Amendment of the Articles of Incorporation

The provisions set forth in Articles II (Duration), III (Purpose and Powers), IV (Capital Stock) (other than a change to the number of authorized shares in connection with a split of, or stock dividend in, FS Bancorp's own shares, provided the corporation has only one class of shares outstanding or a change in the par value of such shares), V (Preemptive Rights), VII (Directors), VIII (Removal of Directors), X (Notice for Shareholder Nominations and Proposals), XI (Approval of Certain Business Combinations), XII (Evaluation of Business Combinations), XIII (Limitation of Directors' Liability), XIV (Indemnification), XV (Special Meeting of Shareholders), XVI (Repurchase of Shares), XVII (Amendment of Bylaws) and Article XVIII (Amendment of Articles of Incorporation) of FS Bancorp's articles of incorporation may not be repealed, altered, amended or rescinded in any respect unless the same is approved by the affirmative vote of the holders of not less than 80% of the votes entitled to be cast by each separate voting group entitled to vote thereon.
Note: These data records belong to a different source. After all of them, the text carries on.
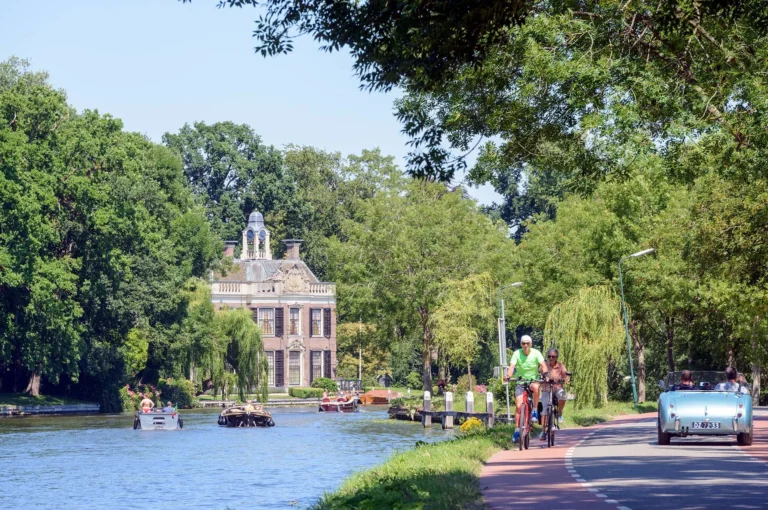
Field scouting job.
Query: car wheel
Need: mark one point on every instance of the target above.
(744, 439)
(664, 437)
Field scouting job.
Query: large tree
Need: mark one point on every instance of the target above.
(402, 249)
(98, 233)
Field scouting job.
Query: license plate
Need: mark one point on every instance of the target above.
(705, 425)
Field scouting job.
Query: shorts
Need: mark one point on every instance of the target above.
(546, 397)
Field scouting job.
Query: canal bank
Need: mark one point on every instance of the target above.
(99, 461)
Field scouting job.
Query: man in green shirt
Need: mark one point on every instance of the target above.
(529, 362)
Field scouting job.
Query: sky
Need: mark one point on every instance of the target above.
(158, 64)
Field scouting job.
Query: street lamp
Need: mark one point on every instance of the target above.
(626, 326)
(503, 340)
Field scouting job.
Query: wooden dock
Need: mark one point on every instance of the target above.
(448, 417)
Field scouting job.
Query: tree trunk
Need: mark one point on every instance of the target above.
(427, 349)
(33, 386)
(469, 376)
(640, 350)
(670, 322)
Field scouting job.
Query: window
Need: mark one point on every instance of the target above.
(317, 321)
(271, 361)
(267, 321)
(294, 326)
(294, 368)
(317, 364)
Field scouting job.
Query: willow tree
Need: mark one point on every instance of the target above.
(240, 350)
(588, 331)
(463, 318)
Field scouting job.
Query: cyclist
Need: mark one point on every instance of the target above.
(529, 363)
(557, 372)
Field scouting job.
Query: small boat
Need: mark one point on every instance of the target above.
(340, 405)
(378, 397)
(156, 419)
(236, 416)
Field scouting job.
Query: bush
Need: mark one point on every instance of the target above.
(414, 380)
(299, 392)
(472, 426)
(326, 384)
(179, 391)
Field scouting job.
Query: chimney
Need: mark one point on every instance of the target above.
(229, 248)
(292, 246)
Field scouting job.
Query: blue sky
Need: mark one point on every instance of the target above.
(157, 64)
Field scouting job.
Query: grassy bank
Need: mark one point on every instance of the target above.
(20, 399)
(442, 475)
(421, 478)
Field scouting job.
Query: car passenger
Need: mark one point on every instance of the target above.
(686, 381)
(733, 382)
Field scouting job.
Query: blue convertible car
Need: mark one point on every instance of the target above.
(700, 410)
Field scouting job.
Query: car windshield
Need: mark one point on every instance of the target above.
(702, 381)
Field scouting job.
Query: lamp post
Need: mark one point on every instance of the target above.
(626, 325)
(503, 340)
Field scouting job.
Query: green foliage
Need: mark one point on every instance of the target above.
(179, 391)
(326, 384)
(588, 331)
(400, 252)
(419, 477)
(300, 392)
(413, 380)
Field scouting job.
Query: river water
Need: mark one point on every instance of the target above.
(101, 462)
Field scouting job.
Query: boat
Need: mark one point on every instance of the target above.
(236, 416)
(340, 405)
(156, 419)
(378, 397)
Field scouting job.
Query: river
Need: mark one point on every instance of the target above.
(101, 462)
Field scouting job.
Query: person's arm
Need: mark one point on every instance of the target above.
(512, 363)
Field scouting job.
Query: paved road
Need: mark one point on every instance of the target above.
(619, 466)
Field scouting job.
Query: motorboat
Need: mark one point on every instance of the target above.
(378, 397)
(340, 405)
(155, 419)
(237, 416)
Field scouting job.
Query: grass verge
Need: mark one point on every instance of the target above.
(446, 475)
(20, 399)
(431, 476)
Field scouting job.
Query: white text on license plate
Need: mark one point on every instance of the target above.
(705, 425)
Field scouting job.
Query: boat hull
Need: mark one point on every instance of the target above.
(157, 420)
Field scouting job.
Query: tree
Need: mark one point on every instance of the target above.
(232, 172)
(464, 319)
(98, 234)
(401, 250)
(588, 331)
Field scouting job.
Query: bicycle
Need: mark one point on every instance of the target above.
(553, 411)
(524, 426)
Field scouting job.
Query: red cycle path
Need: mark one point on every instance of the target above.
(538, 478)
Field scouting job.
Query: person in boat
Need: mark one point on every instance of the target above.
(147, 404)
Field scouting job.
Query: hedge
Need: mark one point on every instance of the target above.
(299, 392)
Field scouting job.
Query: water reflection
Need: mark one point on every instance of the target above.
(100, 461)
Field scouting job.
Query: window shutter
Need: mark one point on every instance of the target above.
(279, 322)
(327, 364)
(327, 322)
(279, 368)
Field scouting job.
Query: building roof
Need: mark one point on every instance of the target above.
(263, 270)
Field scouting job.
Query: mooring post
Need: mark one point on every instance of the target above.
(489, 409)
(448, 420)
(426, 418)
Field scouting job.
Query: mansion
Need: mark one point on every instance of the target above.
(296, 312)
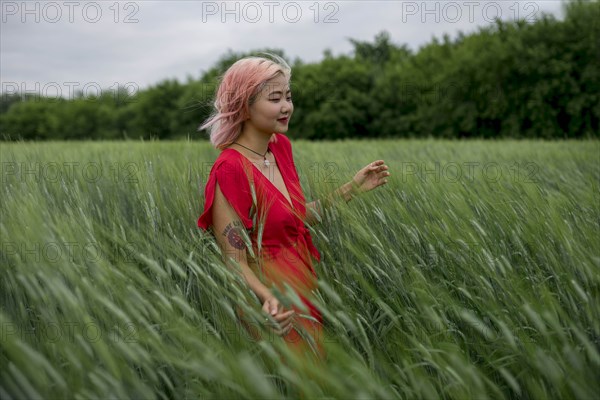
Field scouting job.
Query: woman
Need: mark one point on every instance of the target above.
(254, 185)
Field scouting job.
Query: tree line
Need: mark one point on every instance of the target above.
(511, 79)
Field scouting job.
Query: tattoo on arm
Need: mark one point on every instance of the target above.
(234, 236)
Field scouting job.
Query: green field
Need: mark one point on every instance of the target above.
(475, 273)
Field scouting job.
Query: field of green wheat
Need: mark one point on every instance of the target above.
(474, 273)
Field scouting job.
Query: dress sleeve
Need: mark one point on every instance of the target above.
(235, 184)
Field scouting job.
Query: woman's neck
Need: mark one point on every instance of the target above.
(258, 143)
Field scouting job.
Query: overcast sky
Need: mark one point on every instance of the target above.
(58, 46)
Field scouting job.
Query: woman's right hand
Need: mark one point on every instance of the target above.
(283, 319)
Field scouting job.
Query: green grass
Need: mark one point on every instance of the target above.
(483, 285)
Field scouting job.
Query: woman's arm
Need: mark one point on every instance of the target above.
(368, 178)
(228, 233)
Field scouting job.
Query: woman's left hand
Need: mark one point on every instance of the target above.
(368, 178)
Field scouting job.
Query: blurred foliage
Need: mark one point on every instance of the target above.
(510, 79)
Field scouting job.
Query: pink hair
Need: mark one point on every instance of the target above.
(238, 89)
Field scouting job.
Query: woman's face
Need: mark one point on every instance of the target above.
(272, 108)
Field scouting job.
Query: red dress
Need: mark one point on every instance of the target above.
(281, 242)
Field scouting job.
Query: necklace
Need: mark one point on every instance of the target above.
(264, 156)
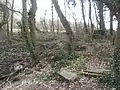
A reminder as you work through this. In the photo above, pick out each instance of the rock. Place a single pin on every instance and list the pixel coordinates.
(68, 75)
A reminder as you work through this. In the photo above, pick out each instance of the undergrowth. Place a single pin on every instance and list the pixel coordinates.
(62, 59)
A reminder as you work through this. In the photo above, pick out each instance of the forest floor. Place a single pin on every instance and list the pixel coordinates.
(92, 54)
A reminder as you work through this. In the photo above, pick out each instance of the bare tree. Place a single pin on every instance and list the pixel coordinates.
(12, 13)
(53, 29)
(90, 10)
(83, 14)
(111, 22)
(25, 32)
(101, 17)
(31, 20)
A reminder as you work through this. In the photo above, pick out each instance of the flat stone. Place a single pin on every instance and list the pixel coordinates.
(68, 75)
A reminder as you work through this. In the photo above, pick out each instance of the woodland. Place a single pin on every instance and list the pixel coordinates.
(59, 54)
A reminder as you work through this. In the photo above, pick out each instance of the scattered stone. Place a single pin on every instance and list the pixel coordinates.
(68, 75)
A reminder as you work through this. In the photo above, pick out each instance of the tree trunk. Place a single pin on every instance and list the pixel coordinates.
(31, 21)
(111, 22)
(116, 56)
(100, 8)
(96, 16)
(90, 15)
(26, 32)
(52, 18)
(8, 34)
(83, 14)
(66, 25)
(12, 12)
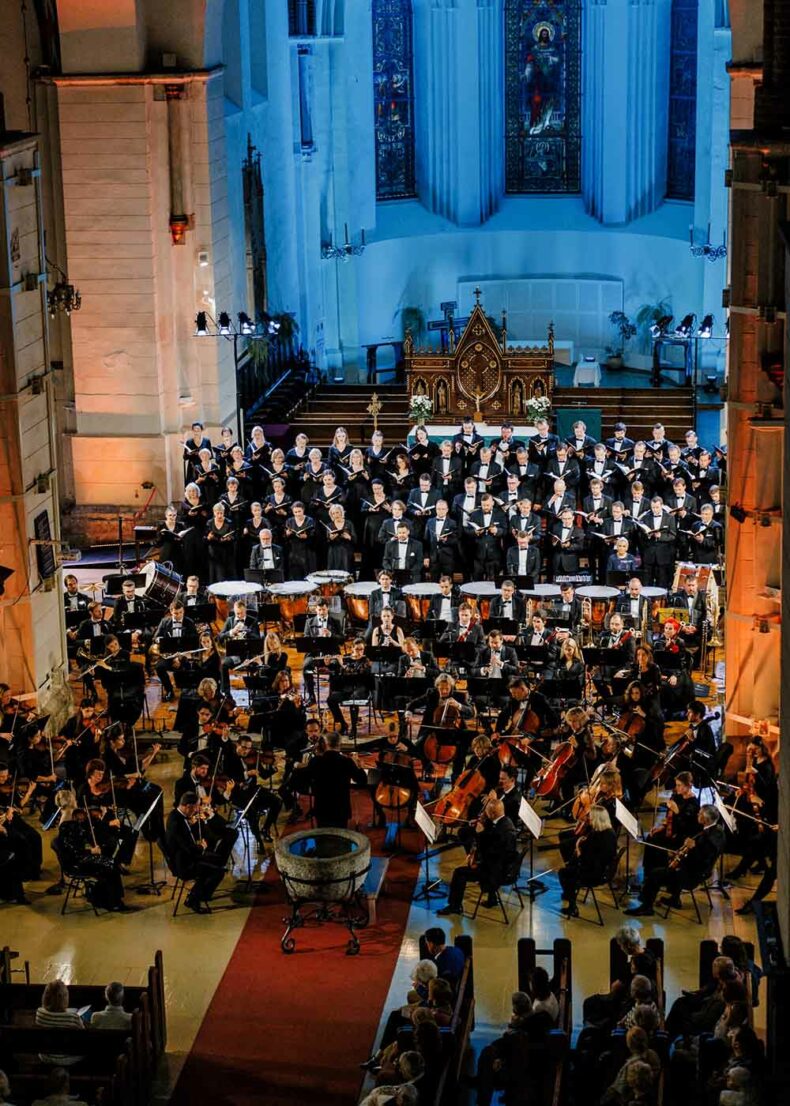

All other provisions of FS Bancorp's articles may be amended by a majority of the shares entitled to vote thereon.

Amendment of the Bylaws

FS Bancorp's articles of incorporation provide that the bylaws may be amended by a majority vote of the board of directors or by approval of 80% of the shareholders entitled to vote in the election of directors.

Removal of Directors

FS Bancorp's articles of incorporation provide that any director may be removed only for cause and only by the affirmative vote of the holders of at least 80% of the total votes eligible to be cast at a legal meeting called expressly for such purpose.

Removal of Officers

Any officer may be removed by a vote of two-thirds of the board of directors.

Transfer Agent

The transfer agent and registrar for the FS Bancorp common stock is American Stock Transfer & Trust Company.